このような「何かに似ている」といったモデルをオートショーに展示するのは中国国内だけかと思いきや、今回のバンコクモーターショー会場内でも見かけることができた。
まず「これはなかなかだな」と思ったのが、GWM(長城汽車)の「タンク500」というフルサイズSUV。エクステリアがどこかのクルマに似ているということはないのだが、そのボディカラーのコーディネートが「メルセデス・マイバッハGLS」のイメージカラーと色調が同じなのである。
しかも、このモデルは正式開幕前日の「VIPデー(特別招待日)」にはなく、メディア招待日となる正式開幕日から展示されるようになっていた。どのようなメッセージがあるのかはわからないが、マイバッハをリスペクトしてこのモデルを開発したのかもしれない。
あとは、やはりGWM(歴史的にパクりモデルが過去に多かった)となるのだが、BEVの「ORA 07」は、2023年12月に開催された「バンコクモーターエキスポ」でデビューしたのだが、「小さいポルシェ・パナメーラ」といったオーラを出しながら展示されていた。
極めつけは、二輪車メーカーブースの集まるところにブースを構えていた「HONRI自動車グループ(鴻日汽車集団)」傘下の「VIAオート(未奥汽車)BOMA」。画像を見てもらえれば、なんの説明もいらないほど「トヨタ・アルファード」そっくりとなっている。
ボディサイズがかなり異なるので「完コピ」とはいえないが、中国コピー車の真骨頂ともいえるモデルがいまだ健在していた。ちなみにBOMAはBEVとなっている。
このHONRIグループには、HOXIDオート(鴻喜達汽車)というメーカーもあり、こちらは三輪車をラインアップしている。筆者が2000年代後半に中国へ行くようになった当時は、すでに「農村の移動手段」のような存在になっていた三輪車だが、報道によると、この三輪車もICE(内燃機関)から電動になると都市でも再起したとのことである。

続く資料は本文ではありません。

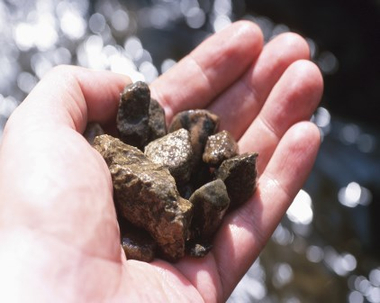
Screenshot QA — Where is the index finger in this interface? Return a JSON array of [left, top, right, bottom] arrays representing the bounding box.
[[150, 21, 263, 121]]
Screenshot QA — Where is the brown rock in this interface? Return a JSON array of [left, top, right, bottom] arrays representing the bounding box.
[[144, 128, 194, 184], [121, 226, 157, 262], [215, 153, 258, 208], [202, 130, 239, 166], [116, 81, 150, 149], [94, 135, 192, 261], [189, 179, 230, 240], [169, 109, 219, 162]]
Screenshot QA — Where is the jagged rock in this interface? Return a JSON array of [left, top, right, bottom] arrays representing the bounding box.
[[189, 179, 230, 240], [202, 130, 239, 166], [94, 135, 193, 261], [116, 81, 167, 150], [83, 122, 104, 144], [116, 81, 150, 149], [169, 109, 219, 162], [121, 226, 157, 262], [186, 241, 212, 258], [215, 153, 258, 208], [144, 128, 194, 184], [148, 99, 168, 142]]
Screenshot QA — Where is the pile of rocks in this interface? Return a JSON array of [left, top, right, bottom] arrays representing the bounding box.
[[93, 82, 257, 262]]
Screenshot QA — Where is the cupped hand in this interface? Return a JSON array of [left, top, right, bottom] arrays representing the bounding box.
[[0, 21, 323, 302]]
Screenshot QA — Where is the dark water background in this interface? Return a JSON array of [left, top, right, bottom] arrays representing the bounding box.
[[0, 0, 380, 303]]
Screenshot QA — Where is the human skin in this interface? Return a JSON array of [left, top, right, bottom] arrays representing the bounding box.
[[0, 21, 323, 303]]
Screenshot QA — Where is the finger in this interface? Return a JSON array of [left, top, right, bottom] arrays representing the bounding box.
[[0, 67, 128, 260], [213, 122, 320, 298], [151, 21, 263, 121], [209, 33, 310, 139], [239, 60, 323, 173], [6, 66, 131, 132]]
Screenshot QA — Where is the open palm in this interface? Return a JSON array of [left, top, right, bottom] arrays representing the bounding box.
[[0, 22, 323, 302]]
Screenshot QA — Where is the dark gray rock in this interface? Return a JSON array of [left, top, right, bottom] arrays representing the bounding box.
[[169, 109, 219, 162], [144, 128, 194, 184], [116, 81, 150, 149], [83, 122, 104, 144], [148, 99, 168, 142], [202, 130, 239, 166], [189, 179, 230, 240], [215, 153, 258, 208], [186, 241, 212, 258], [94, 135, 193, 261]]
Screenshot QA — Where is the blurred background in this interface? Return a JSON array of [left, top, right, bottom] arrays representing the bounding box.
[[0, 0, 380, 303]]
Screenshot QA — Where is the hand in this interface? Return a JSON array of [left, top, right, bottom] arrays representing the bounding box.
[[0, 22, 323, 302]]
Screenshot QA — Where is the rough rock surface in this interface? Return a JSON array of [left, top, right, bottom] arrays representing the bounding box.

筆者が遼寧省の郊外を訪れたときには、タクシーとしてよく使われていたことを記憶している。当時の三輪車はまさにコピー車のオンパレード。ベースは三輪オートバイとなっているようだが、これにボディをかぶせるので、このかぶせるボディがプジョーなど、どこかで見たようなものばかりであったのも記憶に鮮明に残っている。
「そっくり=コピー車」は、社会もある程度成熟したタイで積極的に受け入れられることはないだろう(そもそも堂々と販売するのは難しいだろう)。ただ、前述したタンク500のような、「ボディカラー」に限定した「パクり」ならば、気分だけマイバッハを味わいたいという人には選ばれるかもしれない。